Abstract:
Under certain conditions a video disc player can be responsive to externally applied interference signals to provide a defect in the display of the information recovered from the disc. Apparatus is provided to reduce the influence of the extraneous signal to the playback display. The apparatus includes an automatic gain controlled amplifier and a level detector which provides two output signals. One of the output signals is used to control the amplifier gain. When the other output signal reaches a certain level it is used to develop a signal which initiates corrective action in the player.

Description:
BACKGROUND OF THE INVENTION 
     The present invention relates generally to video disc players and more particularly to video disc players having radio frequency interference reduction apparatus. 
     In certain types of video disc players, such as, for example, capacitive pickup video disc players, the signal pickup circuitry includes an oscillator operating in conjunction with a tuned circuit and peak detector. An example of such pickup circuitry may be found in U.S. Pat. No. 4,080,625 issued to H. Kawamoto et al. on Mar. 21, 1978. The oscillator frequency in such systems is generally set at a value falling within the ISM (industrial, scientific, medical) allocation band, for example, 915 MHz. The power output of this oscillator at 915 MHz is usually low and does not generally represent a significant problem in terms of r.f. radiation outward. However, there are certain types of equipment which operate at high power levels in the ISM band, such as radars for example, and, if a number of conditions are met (such as frequency, power level, directivity and location, etc.) these outside sources of radiation can have an adverse effect on the playback operation of the video disc system. 

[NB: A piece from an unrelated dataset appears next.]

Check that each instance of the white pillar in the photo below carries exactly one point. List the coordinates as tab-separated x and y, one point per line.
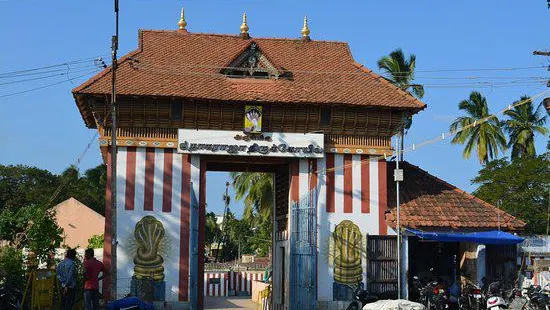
481	263
404	267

     This undesirable mode of operation appears to manifest itself in the following way. When an outside source is radiating at levels which are higher than those anticipated by the pickup circuit detector in normal player operation, the extraneous detected output signal is supplied to an FM detector which locks onto the extraneous signal. The extraneous signal is then demodulated and passed through the player signal processing circuits and displayed on the television receiver. If the extraneous signal is a pulse of short duration-say two microseconds, then the demodulated version may appear on the output television display as a short interval of black or white on a horizontal line. This results from the fact that in FM systems of the type under consideration detection of high carrier frequencies is decoded as tending toward &#34;white&#34; level signals and detection of low carrier frequencies is detected as tending toward &#34;black&#34; level signals. These short duration interference signals may be noticeable to the discerning eye. 
     When the external source is of greater duration, say 125 microseconds, the effect is much more noticeable in the output display. Since one television horizontal line in the NTSC format is about 63 microseconds long, a condition may arise wherein two lines of the display will be white or black. Now if the outside source is a periodic type source, then two lines of the display will show up incorrectly on a corresponding periodic basis. This is noticeable even more than the previously mentioned situation. 
     There are various combinations of outside source power levels and durations which may produce other undesirable results in the final display such as a combination of light and dark spots on one or more horizontal lines of the display and even picture rolling if the FM demodulator falsely locks on to an extraneous signal when the vertical synchronization signal should normally be detected. In respect of all of the above identified display problems, it is desirable to provide a means to at least reduce the effects of the interference to a level which most observers would not even notice. Again, it should be noted that the problems mentioned arise only under a certain set of conditions. 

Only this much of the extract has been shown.